Maddie took the ruts and bumps in the field very slowly and still her truck rolled right and left as she drove toward the grove of trees where she'd gotten so stuck during that storm. Looking around, she realized how different the area looked without a two-foot blanket of snow on everything. For one thing there were huge patches of winter-bare brush that would be quite beautiful when leafed out, but made it impossible to see the entire field. In fact, one could have concealed a herd of elephants in all that tall brush, Maddie thought wryly, if a person was so inclined, of course.

Thinking something so silly alleviated some of Maddie's emotional pain, and she parked within the grove of trees and got out to look for her phone, feeling a little better.

Walking around, Maddie breathed deeply of the clean, fresh air and listened to the songs of the hardy little birds that resided in Montana during the winter months. And suddenly, right before her own very next footstep, was her telephone!

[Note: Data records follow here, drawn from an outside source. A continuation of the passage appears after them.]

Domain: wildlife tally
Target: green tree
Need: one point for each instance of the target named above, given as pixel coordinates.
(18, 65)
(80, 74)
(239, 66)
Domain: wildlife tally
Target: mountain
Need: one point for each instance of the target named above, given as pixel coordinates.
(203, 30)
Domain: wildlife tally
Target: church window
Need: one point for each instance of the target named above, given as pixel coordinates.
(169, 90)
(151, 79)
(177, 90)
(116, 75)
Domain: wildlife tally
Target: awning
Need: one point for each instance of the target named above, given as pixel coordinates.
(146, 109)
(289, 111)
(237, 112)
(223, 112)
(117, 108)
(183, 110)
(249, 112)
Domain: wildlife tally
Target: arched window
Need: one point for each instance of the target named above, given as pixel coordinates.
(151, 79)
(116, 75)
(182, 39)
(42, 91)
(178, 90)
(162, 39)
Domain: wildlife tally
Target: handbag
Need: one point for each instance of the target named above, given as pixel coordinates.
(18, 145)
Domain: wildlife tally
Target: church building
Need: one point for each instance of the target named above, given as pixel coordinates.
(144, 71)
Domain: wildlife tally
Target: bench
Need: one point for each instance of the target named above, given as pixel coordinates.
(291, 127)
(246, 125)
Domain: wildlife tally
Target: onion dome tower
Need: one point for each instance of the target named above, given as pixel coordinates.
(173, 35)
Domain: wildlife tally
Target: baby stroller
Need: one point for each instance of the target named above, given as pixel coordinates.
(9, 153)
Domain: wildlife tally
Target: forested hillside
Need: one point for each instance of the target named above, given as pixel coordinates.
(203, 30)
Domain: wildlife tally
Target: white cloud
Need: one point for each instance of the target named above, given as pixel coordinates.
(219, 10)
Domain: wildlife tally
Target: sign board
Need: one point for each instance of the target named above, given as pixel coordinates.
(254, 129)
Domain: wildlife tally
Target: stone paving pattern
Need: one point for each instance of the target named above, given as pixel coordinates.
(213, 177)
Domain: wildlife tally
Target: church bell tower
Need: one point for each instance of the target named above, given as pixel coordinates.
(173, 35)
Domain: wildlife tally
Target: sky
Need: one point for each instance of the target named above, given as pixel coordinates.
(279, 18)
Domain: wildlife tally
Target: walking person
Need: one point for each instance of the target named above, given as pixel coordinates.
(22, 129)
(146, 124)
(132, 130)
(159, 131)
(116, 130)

“Well, I'll be darned,” she murmured, and bent down to pick it up. It was dirty and the battery was dead, but Maddie had hopes of reviving it. Carrying it with her, she found a pretty patch of grass next to a big tree and sat down. Putting her head back, she pondered the twists and turns of her life since that day in the arena in Austin when she had sat on Fanny and waited for Janie Weston to run her race. A person never knew when disaster was going to strike, and even Maddie hadn't realized how truly disastrous that accident had been.

Troubled again, Maddie tried to make sense of her relationship with Noah. She was in love with him and maybe he loved her, too, but were his feelings for her as deeply everlasting as hers were for him?

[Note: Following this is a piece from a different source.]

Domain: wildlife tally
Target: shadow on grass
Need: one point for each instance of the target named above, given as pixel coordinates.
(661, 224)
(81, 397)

“Aunt June,” Maddie whispered, “I know now what's in my
heart, but how does a woman know what's in a man's heart? We never talked about that, did we?”

The sound of an angry, shrill voice shattered Maddie's reverie, and she leaped to her feet with such speed that she hurt her bad knee. “Oh, damn,” she mumbled, then put her discomfort aside to listen again. The shouting was easily heard, but Maddie couldn't see a soul.

Finally, however, she pinpointed its direction. It was a woman's voice, and she was clearly shrieking at someone who wasn't fighting back, or if they were, they were speaking too quietly for Maddie to hear.